Hunter syndrome (mucopolysaccharoidosis type II being the medical term) is an uncommon inherited condition that is a deformity of the metabolic system. This disease prevents sufferers from eliminating particular substances (mucopolysaccharides, hence the medical name) from the body. This disease is accompanied by many disabilities including stiff joints, misshapen facial features, enlarged spleen and liver, heart abnormalities and mild mental retardation.

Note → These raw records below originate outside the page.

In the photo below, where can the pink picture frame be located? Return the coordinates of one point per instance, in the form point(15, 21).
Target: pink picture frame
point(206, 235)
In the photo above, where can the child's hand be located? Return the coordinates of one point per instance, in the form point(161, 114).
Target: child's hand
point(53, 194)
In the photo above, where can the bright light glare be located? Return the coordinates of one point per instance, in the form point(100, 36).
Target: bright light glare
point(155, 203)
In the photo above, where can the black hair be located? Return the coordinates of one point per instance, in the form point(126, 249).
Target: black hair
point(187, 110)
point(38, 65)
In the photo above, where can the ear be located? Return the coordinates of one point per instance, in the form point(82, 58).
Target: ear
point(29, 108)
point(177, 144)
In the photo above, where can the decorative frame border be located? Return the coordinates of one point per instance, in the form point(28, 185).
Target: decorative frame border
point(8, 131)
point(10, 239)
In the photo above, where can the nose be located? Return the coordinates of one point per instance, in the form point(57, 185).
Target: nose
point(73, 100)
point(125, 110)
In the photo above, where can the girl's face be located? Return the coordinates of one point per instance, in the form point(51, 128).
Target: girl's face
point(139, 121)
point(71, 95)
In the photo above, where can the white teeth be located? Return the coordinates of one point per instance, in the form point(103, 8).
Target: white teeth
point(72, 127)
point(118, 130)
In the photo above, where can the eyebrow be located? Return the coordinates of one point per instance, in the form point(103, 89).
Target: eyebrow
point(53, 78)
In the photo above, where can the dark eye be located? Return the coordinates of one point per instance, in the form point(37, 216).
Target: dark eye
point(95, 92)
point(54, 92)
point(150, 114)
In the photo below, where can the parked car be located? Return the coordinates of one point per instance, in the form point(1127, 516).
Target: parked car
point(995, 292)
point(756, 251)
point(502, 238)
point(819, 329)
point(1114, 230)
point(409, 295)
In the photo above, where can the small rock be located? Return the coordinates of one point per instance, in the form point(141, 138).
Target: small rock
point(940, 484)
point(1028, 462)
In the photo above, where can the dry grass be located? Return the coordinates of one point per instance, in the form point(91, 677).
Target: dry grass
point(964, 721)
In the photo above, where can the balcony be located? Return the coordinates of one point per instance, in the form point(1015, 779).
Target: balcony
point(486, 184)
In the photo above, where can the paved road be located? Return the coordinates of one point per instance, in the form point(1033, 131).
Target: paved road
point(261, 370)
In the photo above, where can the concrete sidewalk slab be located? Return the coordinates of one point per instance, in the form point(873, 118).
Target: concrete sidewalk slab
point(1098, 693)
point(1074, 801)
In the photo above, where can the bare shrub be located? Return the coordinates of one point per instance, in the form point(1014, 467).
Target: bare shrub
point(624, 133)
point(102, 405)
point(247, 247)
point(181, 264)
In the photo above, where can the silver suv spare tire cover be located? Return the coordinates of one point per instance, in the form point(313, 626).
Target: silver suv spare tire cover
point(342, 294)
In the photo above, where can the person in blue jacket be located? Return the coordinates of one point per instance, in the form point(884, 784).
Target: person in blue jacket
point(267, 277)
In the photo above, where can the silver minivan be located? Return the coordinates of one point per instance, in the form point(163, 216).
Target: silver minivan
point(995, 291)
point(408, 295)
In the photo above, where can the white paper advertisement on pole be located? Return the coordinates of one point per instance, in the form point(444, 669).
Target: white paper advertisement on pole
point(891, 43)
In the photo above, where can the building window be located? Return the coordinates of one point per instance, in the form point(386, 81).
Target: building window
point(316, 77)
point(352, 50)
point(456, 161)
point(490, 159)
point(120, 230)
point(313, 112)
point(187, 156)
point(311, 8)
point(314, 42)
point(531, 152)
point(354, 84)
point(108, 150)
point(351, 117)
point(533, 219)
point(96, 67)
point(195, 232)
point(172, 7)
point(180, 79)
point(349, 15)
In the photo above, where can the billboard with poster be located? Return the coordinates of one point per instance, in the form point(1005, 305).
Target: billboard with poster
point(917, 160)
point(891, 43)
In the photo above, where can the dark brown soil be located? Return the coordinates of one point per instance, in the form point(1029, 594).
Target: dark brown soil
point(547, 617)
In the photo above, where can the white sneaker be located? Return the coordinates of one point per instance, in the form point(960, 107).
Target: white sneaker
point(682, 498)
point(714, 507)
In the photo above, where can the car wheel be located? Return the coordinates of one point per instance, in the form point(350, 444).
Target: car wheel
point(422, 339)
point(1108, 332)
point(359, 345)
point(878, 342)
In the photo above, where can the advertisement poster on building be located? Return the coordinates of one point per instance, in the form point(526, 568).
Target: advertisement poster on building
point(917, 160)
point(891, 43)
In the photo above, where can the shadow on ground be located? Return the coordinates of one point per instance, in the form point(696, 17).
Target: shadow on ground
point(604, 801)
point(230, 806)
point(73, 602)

Deafness may also occur. Hunter syndrome is diagnosed with certain blood tests, bone marrow tests and x-rays. There is no cure for this syndrome, though patients do have a moderate life expectancy. Hurler syndrome (mucopolysaccharoidosis type I) is very similar to Hunter syndrome. Patients with Hurler syndrome also have the inability to remove mucopolysaccharides from the body. Sufferers with Hurler syndrome have basically the same characteristics as those with Hunter syndrome except they will also have a short stature, spinal deformities and blindness. In both cases surgery is possible for heart abnormalities and facial defects, though patients with Hurler syndrome will suffer heart failure and death as a result in early childhood.
Werdig-Hoffman syndrome is an inherited, progressive, permanent wasting and weakening of the muscles. As the patient with this disorder develops weakening of the muscles in the trunk rather than their limbs, it increasingly makes their breathing difficult, until the point where pneumonia may occur. Muscle biopsy and electrical studies of the muscles are used to detect the syndrome. Physiotherapy may be of some use, but as there is no effective treatment at present, most sufferers will probably die before the age of five years.